Sometimes Herbert’s writing slips into a newspaper‑like bluntness, but the carefully crafted characters always take centre stage. Foskins, the civil servant, is exactly how we picture someone in that job – a man shaped by bureaucracy, not bravery.

As the story fans out across London, it’s easy to imagine dog‑sized rats claiming the city as their own.
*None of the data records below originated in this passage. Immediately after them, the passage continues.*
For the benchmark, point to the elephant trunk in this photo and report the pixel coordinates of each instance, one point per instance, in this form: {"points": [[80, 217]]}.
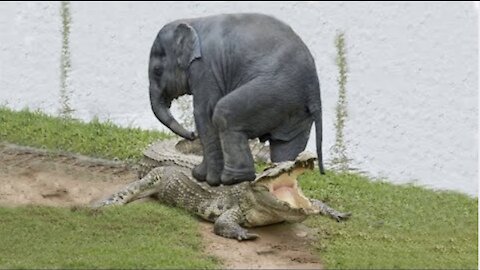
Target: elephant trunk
{"points": [[162, 112]]}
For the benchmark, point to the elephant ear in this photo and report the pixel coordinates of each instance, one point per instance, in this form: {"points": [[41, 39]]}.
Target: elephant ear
{"points": [[187, 45]]}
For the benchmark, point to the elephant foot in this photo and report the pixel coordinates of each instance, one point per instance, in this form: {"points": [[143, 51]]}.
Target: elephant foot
{"points": [[213, 180], [199, 172], [230, 177]]}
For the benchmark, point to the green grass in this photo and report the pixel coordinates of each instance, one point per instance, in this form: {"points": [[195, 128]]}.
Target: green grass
{"points": [[94, 138], [393, 226], [142, 236]]}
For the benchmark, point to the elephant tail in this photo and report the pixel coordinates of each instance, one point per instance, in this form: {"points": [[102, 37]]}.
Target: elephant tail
{"points": [[317, 117], [315, 108]]}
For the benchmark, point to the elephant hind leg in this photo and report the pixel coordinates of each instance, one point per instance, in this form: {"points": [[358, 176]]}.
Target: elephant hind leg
{"points": [[245, 113], [288, 150]]}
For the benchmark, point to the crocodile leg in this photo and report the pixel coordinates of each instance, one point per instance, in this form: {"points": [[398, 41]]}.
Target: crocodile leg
{"points": [[135, 190], [321, 208], [227, 225]]}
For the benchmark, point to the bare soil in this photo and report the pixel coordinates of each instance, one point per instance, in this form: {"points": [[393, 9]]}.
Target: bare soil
{"points": [[29, 176]]}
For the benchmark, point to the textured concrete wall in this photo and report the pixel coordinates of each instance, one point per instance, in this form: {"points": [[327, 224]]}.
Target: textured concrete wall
{"points": [[412, 87]]}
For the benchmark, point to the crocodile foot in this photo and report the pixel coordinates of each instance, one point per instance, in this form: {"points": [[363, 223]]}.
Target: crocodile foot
{"points": [[199, 172]]}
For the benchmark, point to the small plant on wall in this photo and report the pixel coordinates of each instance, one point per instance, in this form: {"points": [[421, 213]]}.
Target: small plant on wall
{"points": [[65, 62], [340, 160]]}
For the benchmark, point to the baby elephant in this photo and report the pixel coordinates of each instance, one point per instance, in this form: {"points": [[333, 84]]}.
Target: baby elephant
{"points": [[250, 76]]}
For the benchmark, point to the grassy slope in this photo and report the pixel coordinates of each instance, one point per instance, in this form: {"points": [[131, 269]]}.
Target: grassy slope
{"points": [[94, 138], [392, 226], [136, 236]]}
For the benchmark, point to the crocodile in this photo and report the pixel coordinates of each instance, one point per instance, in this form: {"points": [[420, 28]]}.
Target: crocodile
{"points": [[273, 197]]}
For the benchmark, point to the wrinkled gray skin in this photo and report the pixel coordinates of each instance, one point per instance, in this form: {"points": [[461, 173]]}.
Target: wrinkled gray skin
{"points": [[250, 76]]}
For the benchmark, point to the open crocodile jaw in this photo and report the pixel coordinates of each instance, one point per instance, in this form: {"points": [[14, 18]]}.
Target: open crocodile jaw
{"points": [[285, 189]]}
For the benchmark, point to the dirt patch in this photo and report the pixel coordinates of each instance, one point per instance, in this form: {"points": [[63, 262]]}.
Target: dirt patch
{"points": [[281, 246], [32, 176], [35, 177]]}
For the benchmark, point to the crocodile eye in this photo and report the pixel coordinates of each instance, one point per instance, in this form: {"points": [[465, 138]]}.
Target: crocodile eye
{"points": [[158, 70]]}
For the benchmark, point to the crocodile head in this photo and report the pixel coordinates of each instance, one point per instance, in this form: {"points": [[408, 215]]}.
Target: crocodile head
{"points": [[276, 190]]}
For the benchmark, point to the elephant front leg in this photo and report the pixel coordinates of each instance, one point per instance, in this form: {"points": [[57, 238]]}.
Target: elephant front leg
{"points": [[238, 159], [211, 166]]}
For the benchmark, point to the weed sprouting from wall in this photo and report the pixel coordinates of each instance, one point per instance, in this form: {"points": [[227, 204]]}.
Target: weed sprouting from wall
{"points": [[65, 62], [340, 160]]}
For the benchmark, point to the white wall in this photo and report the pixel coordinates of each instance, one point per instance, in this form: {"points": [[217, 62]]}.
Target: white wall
{"points": [[412, 82]]}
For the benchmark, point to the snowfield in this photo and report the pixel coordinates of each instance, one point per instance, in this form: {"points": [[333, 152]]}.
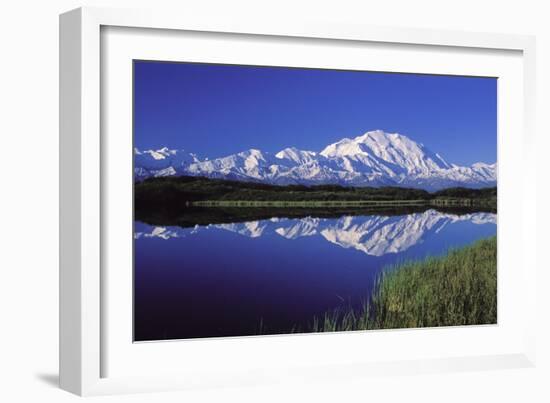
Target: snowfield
{"points": [[375, 158]]}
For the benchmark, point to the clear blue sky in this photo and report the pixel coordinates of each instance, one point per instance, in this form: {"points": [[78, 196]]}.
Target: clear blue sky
{"points": [[216, 110]]}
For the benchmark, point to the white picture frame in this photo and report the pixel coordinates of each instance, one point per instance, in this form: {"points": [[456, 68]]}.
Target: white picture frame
{"points": [[82, 197]]}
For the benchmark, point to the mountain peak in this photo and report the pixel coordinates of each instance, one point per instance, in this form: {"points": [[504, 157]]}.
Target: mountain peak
{"points": [[375, 158]]}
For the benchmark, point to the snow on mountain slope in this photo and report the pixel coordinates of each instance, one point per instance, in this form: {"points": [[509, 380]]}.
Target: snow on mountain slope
{"points": [[375, 158], [372, 235]]}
If you’re not entirely sure horror is for you, this is an excellent book to start with.


Who Is This Book For

  • Readers of classic British horror — anyone who prefers atmosphere, dread, and social commentary over jump scares.
  • Fans of urban apocalypse fiction — especially those drawn to stories where cities collapse from the inside out.
  • London‑centric readers — people who enjoy seeing familiar streets turned hostile, claustrophobic, and predatory.
  • Readers who like character‑driven horror — Herbert’s victims feel painfully real before the rats arrive.
  • Fans of creature horror with a political edge — readers who appreciate monsters that reveal human failings rather than replace them.

Verdict Box

High Concept:
Mutant rats erupt from London’s underbelly, exposing a city built on neglect, inequality, and quiet desperation.

Execution:
Lean, brutal, occasionally uneven, but always compelling — Herbert balances creature horror with sharp social anger.

Characters:
Victims are vividly drawn, lived‑in, and sympathetic; the civil servant Foskins is a perfect portrait of bureaucratic inertia.

World‑Building:
East London feels authentic and grim – estates, Tube stations, construction sites, and forgotten corners where something could easily be waiting.

Pace:
Fast and vicious in the attacks, slower and more political in the middle, then tightening again as the infestation spreads.

Overall:
A raw, angry slice of London horror where the rats are terrifying, but the real indictment is aimed squarely at the people who let the city rot.


Final Thought

Herbert’s rats aren’t just monsters. They’re a mirror held up to a city that thought it was safe, revealing the fractures beneath the pavements – the forgotten corners, the overlooked people, and the quiet rot that lets nightmares thrive. The swarm is terrifying, but the city’s blindness is what truly bites.